Special k has this remarkable ability to see narrative. I think it’s part of his assurance that things are as he understands them; if a story doesn’t match up to what he thinks it is, he can say quite clearly, “This is why it isn’t working.”
It’s pretty remarkable, and entirely enviable, though I suspect it’s the natural instinct we ruin when we study writing in-depth. We gain other skills, obviously, but that gut instinct, that surety, we lose. Er, I lose. I should stop generalising my own experience as the experience of all writers everywhere.

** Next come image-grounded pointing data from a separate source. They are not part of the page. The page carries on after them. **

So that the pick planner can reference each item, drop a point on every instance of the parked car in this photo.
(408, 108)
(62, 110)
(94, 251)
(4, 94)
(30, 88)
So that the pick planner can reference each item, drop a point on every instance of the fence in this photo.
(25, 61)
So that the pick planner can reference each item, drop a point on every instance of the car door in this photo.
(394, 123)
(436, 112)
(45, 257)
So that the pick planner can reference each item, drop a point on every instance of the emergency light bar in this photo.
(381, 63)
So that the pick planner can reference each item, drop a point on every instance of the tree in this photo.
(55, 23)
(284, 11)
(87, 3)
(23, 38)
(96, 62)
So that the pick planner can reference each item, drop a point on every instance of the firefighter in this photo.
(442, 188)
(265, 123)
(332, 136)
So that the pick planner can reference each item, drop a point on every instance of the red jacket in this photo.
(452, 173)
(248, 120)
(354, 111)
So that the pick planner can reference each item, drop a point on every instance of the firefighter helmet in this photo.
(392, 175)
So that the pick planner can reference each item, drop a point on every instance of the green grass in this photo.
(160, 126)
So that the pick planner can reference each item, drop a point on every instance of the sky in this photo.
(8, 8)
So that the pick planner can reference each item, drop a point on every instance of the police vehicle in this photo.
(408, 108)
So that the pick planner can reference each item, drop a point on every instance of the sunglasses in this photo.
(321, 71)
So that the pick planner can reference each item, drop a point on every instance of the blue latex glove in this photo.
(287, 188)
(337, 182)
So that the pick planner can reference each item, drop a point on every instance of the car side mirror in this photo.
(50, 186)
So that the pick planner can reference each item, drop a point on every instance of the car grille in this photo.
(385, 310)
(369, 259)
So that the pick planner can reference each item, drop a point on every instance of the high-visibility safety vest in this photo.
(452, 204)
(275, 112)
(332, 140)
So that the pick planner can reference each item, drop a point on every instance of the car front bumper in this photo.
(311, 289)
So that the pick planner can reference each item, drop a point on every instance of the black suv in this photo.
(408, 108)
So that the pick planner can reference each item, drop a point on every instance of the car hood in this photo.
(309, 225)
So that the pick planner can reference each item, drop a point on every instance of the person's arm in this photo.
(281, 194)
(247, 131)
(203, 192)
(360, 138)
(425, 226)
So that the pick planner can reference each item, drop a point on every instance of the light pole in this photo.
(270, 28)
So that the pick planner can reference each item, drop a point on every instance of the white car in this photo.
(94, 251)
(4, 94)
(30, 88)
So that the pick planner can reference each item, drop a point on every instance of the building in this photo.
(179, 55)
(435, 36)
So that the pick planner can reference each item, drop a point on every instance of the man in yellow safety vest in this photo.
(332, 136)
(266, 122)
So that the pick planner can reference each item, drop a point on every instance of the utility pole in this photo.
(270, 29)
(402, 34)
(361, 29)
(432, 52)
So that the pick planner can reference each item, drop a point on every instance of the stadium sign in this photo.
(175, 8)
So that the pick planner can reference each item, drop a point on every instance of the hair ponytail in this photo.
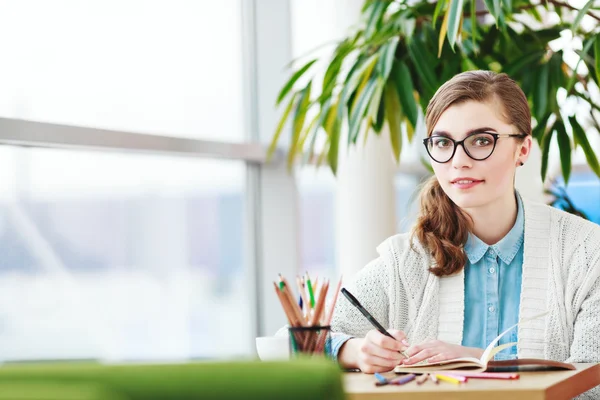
(442, 228)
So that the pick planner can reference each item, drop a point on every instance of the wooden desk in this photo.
(553, 385)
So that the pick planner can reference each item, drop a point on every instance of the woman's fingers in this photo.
(393, 355)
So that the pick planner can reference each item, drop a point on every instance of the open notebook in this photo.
(486, 363)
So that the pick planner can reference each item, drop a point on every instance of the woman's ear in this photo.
(523, 150)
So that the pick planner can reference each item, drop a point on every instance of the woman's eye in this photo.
(441, 143)
(482, 141)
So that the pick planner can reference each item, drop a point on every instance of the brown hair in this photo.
(442, 227)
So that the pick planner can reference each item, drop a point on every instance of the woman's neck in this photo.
(493, 221)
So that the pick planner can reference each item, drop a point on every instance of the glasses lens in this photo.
(440, 148)
(480, 145)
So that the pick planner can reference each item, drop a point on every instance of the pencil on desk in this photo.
(287, 290)
(329, 316)
(288, 313)
(310, 291)
(302, 291)
(447, 378)
(422, 379)
(461, 378)
(403, 380)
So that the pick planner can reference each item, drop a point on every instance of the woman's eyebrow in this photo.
(469, 132)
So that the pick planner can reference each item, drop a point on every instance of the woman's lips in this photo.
(466, 183)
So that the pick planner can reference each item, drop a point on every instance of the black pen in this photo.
(371, 319)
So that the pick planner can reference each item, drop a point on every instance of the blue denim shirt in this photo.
(493, 288)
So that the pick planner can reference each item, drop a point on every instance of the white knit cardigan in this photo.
(561, 274)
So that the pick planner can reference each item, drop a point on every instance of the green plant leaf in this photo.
(377, 9)
(597, 57)
(564, 145)
(366, 77)
(288, 86)
(438, 9)
(540, 129)
(359, 109)
(546, 140)
(299, 117)
(334, 144)
(580, 16)
(455, 21)
(474, 24)
(403, 81)
(393, 114)
(379, 121)
(311, 129)
(493, 7)
(386, 60)
(280, 125)
(423, 67)
(581, 140)
(376, 99)
(525, 62)
(541, 98)
(582, 54)
(331, 74)
(410, 130)
(443, 31)
(324, 112)
(354, 77)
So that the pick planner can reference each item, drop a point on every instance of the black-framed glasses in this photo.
(478, 146)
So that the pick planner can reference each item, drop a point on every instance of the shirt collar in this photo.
(507, 247)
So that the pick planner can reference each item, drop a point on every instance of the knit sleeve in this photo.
(370, 288)
(585, 347)
(586, 340)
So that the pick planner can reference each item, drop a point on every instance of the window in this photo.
(147, 67)
(316, 189)
(121, 257)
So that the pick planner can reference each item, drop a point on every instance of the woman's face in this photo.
(470, 183)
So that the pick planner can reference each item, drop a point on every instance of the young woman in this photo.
(480, 258)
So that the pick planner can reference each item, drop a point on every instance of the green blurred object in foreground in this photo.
(300, 379)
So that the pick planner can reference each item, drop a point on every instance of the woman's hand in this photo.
(375, 352)
(435, 351)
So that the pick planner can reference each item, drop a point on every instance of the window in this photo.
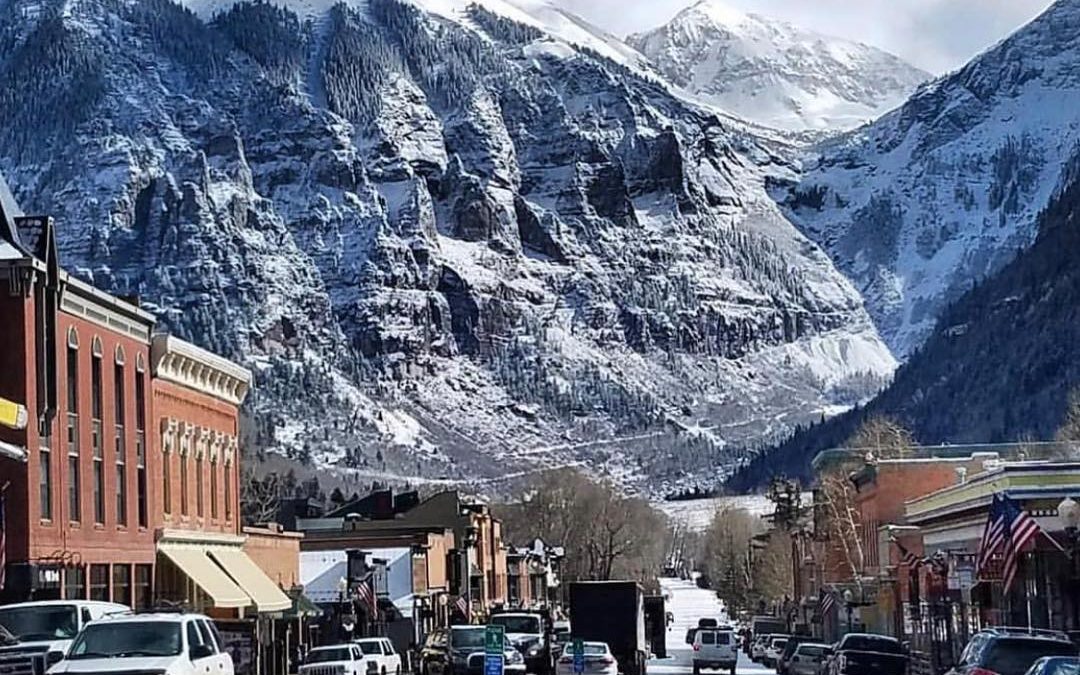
(96, 444)
(99, 582)
(144, 575)
(213, 487)
(122, 584)
(72, 431)
(121, 448)
(75, 583)
(166, 472)
(45, 480)
(184, 475)
(228, 489)
(140, 443)
(199, 482)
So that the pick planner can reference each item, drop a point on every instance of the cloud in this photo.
(934, 35)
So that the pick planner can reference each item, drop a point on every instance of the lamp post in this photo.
(849, 601)
(1068, 511)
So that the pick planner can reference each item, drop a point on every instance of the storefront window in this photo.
(122, 584)
(75, 583)
(144, 575)
(99, 582)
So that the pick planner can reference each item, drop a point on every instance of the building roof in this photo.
(1038, 480)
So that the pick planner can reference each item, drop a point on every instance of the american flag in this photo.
(825, 602)
(994, 534)
(365, 593)
(1020, 528)
(462, 606)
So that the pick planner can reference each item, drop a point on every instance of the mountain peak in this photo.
(774, 72)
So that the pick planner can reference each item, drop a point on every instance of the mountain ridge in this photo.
(774, 72)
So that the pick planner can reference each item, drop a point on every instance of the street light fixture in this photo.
(849, 601)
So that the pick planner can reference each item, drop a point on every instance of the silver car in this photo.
(807, 659)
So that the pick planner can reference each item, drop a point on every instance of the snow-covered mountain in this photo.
(931, 199)
(455, 242)
(775, 73)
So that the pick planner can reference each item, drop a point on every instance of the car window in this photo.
(1013, 657)
(193, 637)
(205, 635)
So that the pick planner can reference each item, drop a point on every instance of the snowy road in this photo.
(687, 604)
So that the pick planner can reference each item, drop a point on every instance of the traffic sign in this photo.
(495, 640)
(579, 656)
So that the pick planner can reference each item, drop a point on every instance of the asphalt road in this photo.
(687, 604)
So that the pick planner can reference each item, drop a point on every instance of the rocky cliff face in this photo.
(775, 73)
(450, 244)
(941, 192)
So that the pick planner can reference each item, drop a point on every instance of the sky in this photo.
(934, 35)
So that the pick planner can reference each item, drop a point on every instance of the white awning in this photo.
(193, 562)
(268, 597)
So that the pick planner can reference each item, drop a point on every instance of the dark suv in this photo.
(1010, 651)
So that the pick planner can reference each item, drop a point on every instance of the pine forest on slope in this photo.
(450, 245)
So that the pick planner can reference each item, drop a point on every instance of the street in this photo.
(687, 604)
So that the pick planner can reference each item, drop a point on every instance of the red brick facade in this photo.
(85, 508)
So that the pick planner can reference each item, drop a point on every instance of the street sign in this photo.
(495, 640)
(579, 656)
(12, 414)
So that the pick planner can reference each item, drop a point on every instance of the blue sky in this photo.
(934, 35)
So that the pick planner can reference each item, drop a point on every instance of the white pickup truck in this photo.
(37, 635)
(379, 656)
(335, 660)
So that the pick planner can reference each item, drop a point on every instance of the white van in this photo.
(44, 631)
(715, 648)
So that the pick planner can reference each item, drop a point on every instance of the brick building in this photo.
(124, 484)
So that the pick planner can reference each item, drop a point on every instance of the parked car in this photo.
(775, 647)
(715, 648)
(40, 633)
(598, 660)
(807, 659)
(335, 660)
(525, 632)
(171, 644)
(858, 653)
(1055, 665)
(788, 651)
(379, 656)
(459, 650)
(1010, 651)
(758, 647)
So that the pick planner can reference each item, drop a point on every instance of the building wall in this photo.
(277, 553)
(201, 431)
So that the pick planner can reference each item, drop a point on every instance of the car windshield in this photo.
(590, 649)
(871, 643)
(36, 623)
(517, 624)
(1013, 657)
(331, 653)
(127, 638)
(467, 638)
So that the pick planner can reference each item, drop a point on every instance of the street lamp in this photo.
(849, 601)
(1068, 511)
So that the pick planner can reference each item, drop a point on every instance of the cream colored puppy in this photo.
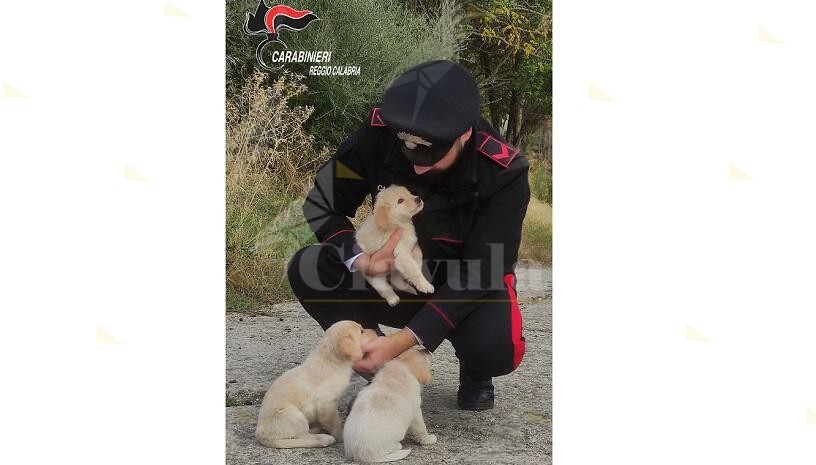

Last night we were watching the most recent episode of Game of Thrones. This is a tiny bit spoilery, so skip to the next paragraph if you watch the show. Arya, an important political hostage, is hiding in plain sight as the cup-bearer for her family’s enemy, Tywin. Another powerful political figure, Littlefinger, comes to take wine with Tywin. He has met Arya before, and might recognise her, but she is made to serve him wine while he and Tywin talk about the war and political machinations.

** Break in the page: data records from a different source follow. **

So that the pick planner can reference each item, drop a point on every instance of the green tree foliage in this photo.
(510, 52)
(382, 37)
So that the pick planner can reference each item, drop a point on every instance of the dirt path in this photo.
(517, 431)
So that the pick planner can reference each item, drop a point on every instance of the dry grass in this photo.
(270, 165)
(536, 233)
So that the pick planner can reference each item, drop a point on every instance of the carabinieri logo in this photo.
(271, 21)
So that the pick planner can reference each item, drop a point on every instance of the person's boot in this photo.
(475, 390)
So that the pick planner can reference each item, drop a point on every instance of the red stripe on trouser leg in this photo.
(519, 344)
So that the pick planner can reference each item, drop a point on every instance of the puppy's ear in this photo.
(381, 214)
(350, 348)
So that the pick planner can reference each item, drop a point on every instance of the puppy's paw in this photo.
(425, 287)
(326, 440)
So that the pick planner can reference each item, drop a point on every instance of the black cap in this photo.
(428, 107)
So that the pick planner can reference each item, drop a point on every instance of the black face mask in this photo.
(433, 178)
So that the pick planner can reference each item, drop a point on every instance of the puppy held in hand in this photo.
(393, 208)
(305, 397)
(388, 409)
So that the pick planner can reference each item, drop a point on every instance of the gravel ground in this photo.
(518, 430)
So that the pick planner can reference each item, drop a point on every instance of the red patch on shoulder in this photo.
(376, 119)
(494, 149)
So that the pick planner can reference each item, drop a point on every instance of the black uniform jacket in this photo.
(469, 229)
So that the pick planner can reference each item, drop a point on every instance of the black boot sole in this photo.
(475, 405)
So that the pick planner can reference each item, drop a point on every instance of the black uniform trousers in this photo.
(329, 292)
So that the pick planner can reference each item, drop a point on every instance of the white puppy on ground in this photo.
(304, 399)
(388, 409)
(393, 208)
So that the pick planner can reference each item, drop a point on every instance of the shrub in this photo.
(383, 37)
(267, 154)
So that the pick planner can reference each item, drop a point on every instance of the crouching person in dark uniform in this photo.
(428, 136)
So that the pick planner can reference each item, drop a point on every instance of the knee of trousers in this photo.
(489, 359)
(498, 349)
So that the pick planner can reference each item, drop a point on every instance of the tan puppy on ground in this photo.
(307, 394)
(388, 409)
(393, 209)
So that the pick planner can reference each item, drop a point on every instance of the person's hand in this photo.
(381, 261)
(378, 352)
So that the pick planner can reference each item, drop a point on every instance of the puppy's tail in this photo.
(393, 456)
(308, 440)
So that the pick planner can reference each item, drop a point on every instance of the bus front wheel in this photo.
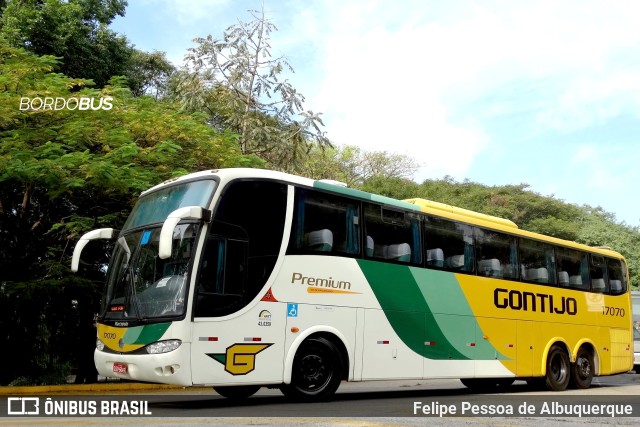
(582, 370)
(237, 392)
(317, 371)
(558, 369)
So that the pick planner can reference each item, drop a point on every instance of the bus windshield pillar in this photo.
(102, 233)
(166, 234)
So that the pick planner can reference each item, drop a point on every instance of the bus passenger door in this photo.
(230, 343)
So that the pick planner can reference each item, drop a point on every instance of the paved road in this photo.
(380, 404)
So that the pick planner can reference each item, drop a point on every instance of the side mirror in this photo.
(102, 233)
(166, 234)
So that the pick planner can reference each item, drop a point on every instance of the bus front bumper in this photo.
(165, 368)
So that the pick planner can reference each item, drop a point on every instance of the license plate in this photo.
(120, 368)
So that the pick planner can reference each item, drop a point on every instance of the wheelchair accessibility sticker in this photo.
(292, 310)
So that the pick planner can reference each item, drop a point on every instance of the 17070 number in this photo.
(613, 311)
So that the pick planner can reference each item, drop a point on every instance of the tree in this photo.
(74, 30)
(354, 166)
(149, 73)
(68, 170)
(238, 83)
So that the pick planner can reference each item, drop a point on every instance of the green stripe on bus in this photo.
(443, 294)
(407, 310)
(145, 334)
(351, 192)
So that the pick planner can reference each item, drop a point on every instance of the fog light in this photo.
(163, 346)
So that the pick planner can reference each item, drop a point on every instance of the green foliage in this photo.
(354, 166)
(236, 81)
(64, 172)
(74, 30)
(149, 73)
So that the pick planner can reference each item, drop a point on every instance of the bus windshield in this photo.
(140, 285)
(155, 207)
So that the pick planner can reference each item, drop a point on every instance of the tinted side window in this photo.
(573, 268)
(537, 262)
(617, 277)
(449, 245)
(597, 273)
(242, 248)
(392, 235)
(324, 224)
(496, 254)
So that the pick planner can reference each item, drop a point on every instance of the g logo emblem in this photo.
(240, 359)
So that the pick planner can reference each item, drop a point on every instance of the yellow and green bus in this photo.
(244, 278)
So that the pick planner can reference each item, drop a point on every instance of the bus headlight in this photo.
(163, 346)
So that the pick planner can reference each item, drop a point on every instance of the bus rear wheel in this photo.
(237, 392)
(317, 371)
(582, 370)
(558, 369)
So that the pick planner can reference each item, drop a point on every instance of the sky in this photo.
(500, 92)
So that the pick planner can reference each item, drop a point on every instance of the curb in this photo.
(95, 388)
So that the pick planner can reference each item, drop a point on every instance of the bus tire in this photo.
(558, 369)
(237, 392)
(582, 370)
(317, 371)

Special k paused the show when the scene ended (I don’t think I could watch normal TV anymore – we’re constantly pausing what we watch to chat about it. Especially when it’s a murder mystery.) and said, “That was a really tense scene.”
Well, yes. Obviously it was a tense scene – she might have been recognised AT ANY MOMENT.

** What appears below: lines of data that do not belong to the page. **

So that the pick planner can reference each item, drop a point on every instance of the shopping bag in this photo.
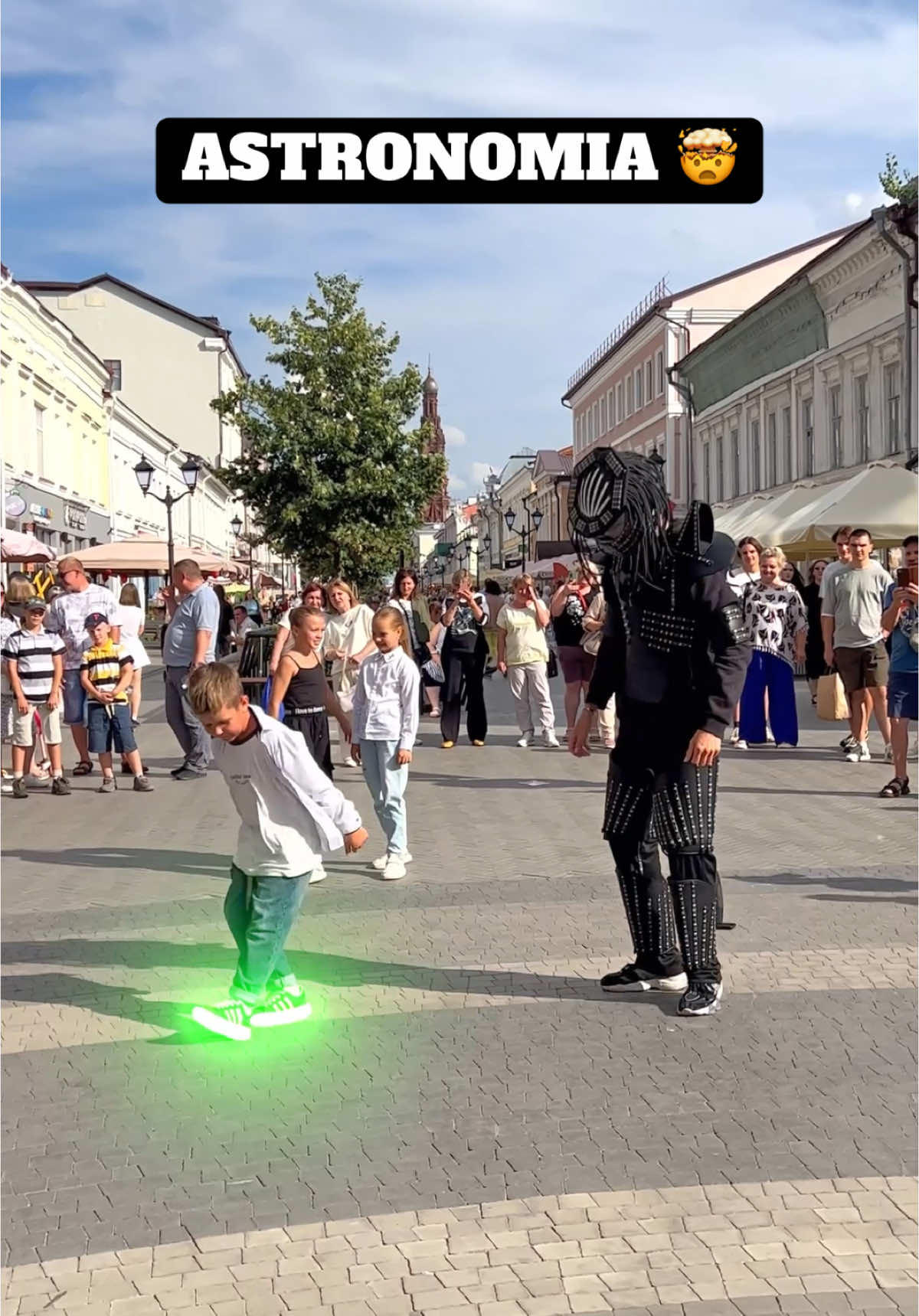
(267, 699)
(831, 703)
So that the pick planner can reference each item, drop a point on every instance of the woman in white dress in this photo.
(133, 619)
(348, 642)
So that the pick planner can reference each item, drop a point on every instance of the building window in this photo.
(706, 470)
(735, 462)
(719, 469)
(807, 435)
(772, 450)
(836, 426)
(891, 407)
(40, 440)
(756, 472)
(787, 444)
(862, 429)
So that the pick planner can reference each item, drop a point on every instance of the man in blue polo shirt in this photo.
(190, 642)
(901, 622)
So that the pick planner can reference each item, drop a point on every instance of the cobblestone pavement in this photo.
(465, 1123)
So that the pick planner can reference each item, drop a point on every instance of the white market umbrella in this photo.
(881, 498)
(18, 547)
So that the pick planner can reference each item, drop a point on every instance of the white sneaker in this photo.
(384, 858)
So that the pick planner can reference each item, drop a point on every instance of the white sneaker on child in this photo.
(394, 869)
(384, 858)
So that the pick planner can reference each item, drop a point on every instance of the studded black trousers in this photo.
(672, 924)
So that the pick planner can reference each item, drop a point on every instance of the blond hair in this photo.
(774, 553)
(398, 620)
(214, 687)
(342, 585)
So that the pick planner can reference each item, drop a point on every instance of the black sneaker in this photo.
(631, 978)
(701, 999)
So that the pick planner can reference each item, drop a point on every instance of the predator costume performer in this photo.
(675, 653)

But then he said, “It was tense, because I wanted to concentrate on what they were saying, and I couldn’t.” See? Uninterrupted narrative sense.
Of course that’s why it was tense. It wasn’t only working on the one level of Oh no, she might be found out. There was also an important, intricate political conversation going on that, as the viewer, we really need to pay attention to. But there’s this background static – this other layer of the scene happening with no dialogue at all – that makes it impossible to concentrate.